Choque de realidade nas telas de SP

No cinema

24.10.12

 

Cena de A parte dos anjos, de Ken Loach

Uns preferem viajar na fantasia; outros, mergulhar na mais crua realidade. O cinema permite alternar as duas coisas, ou, em alguns casos, entretecê-las numa só. É o que acontece, por exemplo, nos notáveis Reality, de Matteo Garrone, e A parte dos anjos, de Ken Loach, ambos em cartaz na Mostra Internacional de Cinema de São Paulo. Veja aqui a programação completa.

Cada um à sua maneira, o diretor italiano e o britânico conjugam o de maneira fecunda o binômio real/imaginação. Garrone, o diretor de Gomorra, sobre a máfia napolitana, desta vez aborda a fantasia fabricada pela mídia de massa como uma fuga da realidade que chega às raias da patologia. Já no filme de Loach é a ousadia da imaginação que permite a seus personagens escapar de um destino brutal. No primeiro caso, o humor é cruel. No segundo, é libertador.

Em Reality, um cidadão italiano de classe média baixa, o peixeiro Luciano (Aniello Arena) torna-se obcecado pela ideia de ser selecionado para o programa Grande Fratello, a versão italiana do Big Brother. Essa ideia fixa acaba por modificar toda a sua relação com o mundo à sua volta – a família, o trabalho, os vizinhos, a cidade – e por arrastá-lo a um estado quase alucinatório. Há ecos de Belíssima de Visconti, dos fellinianos O sheik branco Ginger e Fred, de O rei da comédia de Scorsese. Em todos esses, os sonhos fabricados levam a uma perda de contato com a realidade. O filme de Garrone é uma visão exacerbada desse fenômeno, como se o examinasse com uma potentíssima lente de aumento.

http://www.youtube.com/watch?v=LzNbwEoBHfQ

Herdeiro legítimo do neorrealismo, com sua valorização dos personagens ordinários, sua atenção aos detalhes do cotidiano, sua contundência crítica, Reality se beneficia de algumas opções certeiras. Uma delas é a ambientação: Luciano e sua numerosa família vivem num majestoso palácio renascentista transformado em cortiço – e essa degradação é análoga à de Cinecittà, antigo palco de obras-primas do cinema e hoje cenário dos mais vulgares reality shows. Outro grande acerto é o de “colar” a câmera no protagonista, mostrado quase sempre em primeiro plano, o que implica ao mesmo tempo uma adesão moral a ele e um minucioso exame crítico da sua loucura. Por fim, a escolha do ator, de que dependia o êxito ou fracasso de toda a empreitada. E o estreante Aniello Arena é nada menos que magnífico, lembrando em alguns momentos o grande Alberto Sordi.

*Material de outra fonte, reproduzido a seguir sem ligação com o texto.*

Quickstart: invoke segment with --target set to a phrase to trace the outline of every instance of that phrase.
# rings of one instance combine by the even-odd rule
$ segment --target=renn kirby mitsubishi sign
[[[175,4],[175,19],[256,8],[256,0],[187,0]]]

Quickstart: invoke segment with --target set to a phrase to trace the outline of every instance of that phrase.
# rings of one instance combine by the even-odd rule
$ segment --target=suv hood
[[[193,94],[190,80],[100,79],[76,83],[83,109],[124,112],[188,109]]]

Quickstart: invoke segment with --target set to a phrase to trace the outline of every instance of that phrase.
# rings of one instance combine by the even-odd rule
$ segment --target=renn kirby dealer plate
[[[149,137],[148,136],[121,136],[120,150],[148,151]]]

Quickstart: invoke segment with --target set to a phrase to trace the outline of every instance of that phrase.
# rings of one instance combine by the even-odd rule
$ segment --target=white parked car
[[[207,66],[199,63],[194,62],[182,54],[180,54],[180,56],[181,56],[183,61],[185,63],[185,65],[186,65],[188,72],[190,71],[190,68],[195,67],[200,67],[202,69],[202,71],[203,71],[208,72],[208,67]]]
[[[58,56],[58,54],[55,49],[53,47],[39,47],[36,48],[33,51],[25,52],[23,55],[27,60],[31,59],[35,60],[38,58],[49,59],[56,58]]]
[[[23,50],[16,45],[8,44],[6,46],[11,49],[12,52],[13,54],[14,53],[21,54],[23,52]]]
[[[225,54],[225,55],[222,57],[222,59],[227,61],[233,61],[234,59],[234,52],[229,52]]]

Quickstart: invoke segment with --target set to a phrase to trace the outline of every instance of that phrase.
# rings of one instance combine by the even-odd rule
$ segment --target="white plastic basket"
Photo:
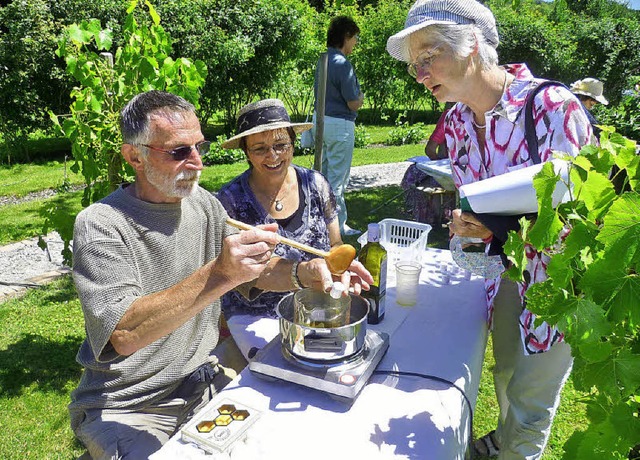
[[[379,224],[380,244],[387,250],[390,260],[404,258],[402,257],[404,255],[403,249],[408,248],[411,243],[423,236],[424,232],[426,232],[424,247],[420,249],[423,251],[426,249],[431,225],[400,219],[382,219]],[[367,233],[364,232],[358,237],[358,243],[361,247],[367,244]]]

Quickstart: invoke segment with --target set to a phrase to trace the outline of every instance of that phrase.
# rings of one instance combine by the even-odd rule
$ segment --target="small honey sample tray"
[[[210,402],[184,428],[182,440],[195,442],[207,452],[225,452],[260,417],[260,411],[229,398]]]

A circularidade estética da narrativa, que começa e termina com elaboradas tomadas aéreas – a primeira, de um casamento de conto de fadas; a segunda, de uma casa de Big Brother -, realça a sensação de vazio e de ausência de saídas. Aqui, parafraseando Oswald, a rima é humor/horror.

Humilhados e ofendidos

A parte dos anjos, ao contrário, atesta mais uma vez o otimismo incorrigível de Ken Loach, sua firme crença nos poderes regenerativos do riso e da solidariedade. Como na grande maioria de seus filmes, senão em todos, os protagonistas são os humilhados e ofendidos da sociedade capitalista.

Desta vez, trata-se de um grupo de pequenos infratores da periferia de Glasgow, que se tornam amigos ao cumprir juntos suas penas de trabalho comunitário. Ladrões, alcoólatras, brigões, eles formam um pequeno e maltrapilho exército Brancaleone em busca de uma chance de redenção. Pressionados pelas necessidades materiais, pelas ameaças cotidianas, pelas tentações da queda definitiva no crime, é como se eles tivessem diante de si uma fresta muito estreita para escapar de seu destino. Repete-se, assim, a situação básica de filmes anteriores do diretor, como Meu nome é JoeÀ procura de Eric.

http://www.youtube.com/watch?v=NcQIvmR21VU

Com seu habitual domínio da narrativa clássica, Loach foge entretanto das armadilhas do maniqueísmo. Seus personagens não são anjos – nem mesmo o agente policial Harry (John Henshaw), que serve como tal. Todos têm, literalmente, suas culpas no cartório, em especial o protagonista Robbie (Paul Brannigan), que espancou quase até a morte um rapaz inocente. Ken Loach não alivia sua barra, mas também não os julga. Limita-se a lhes dar uma segunda chance, que vem pela via do savoir-faire e da imaginação criadora. Um cinema caloroso e humano como poucos.

Faltou espaço para falar do romeno Além das montanhas, de Cristian Mungiu, que também lida de modo original com a equação fantasia/realidade. Fica para a próxima.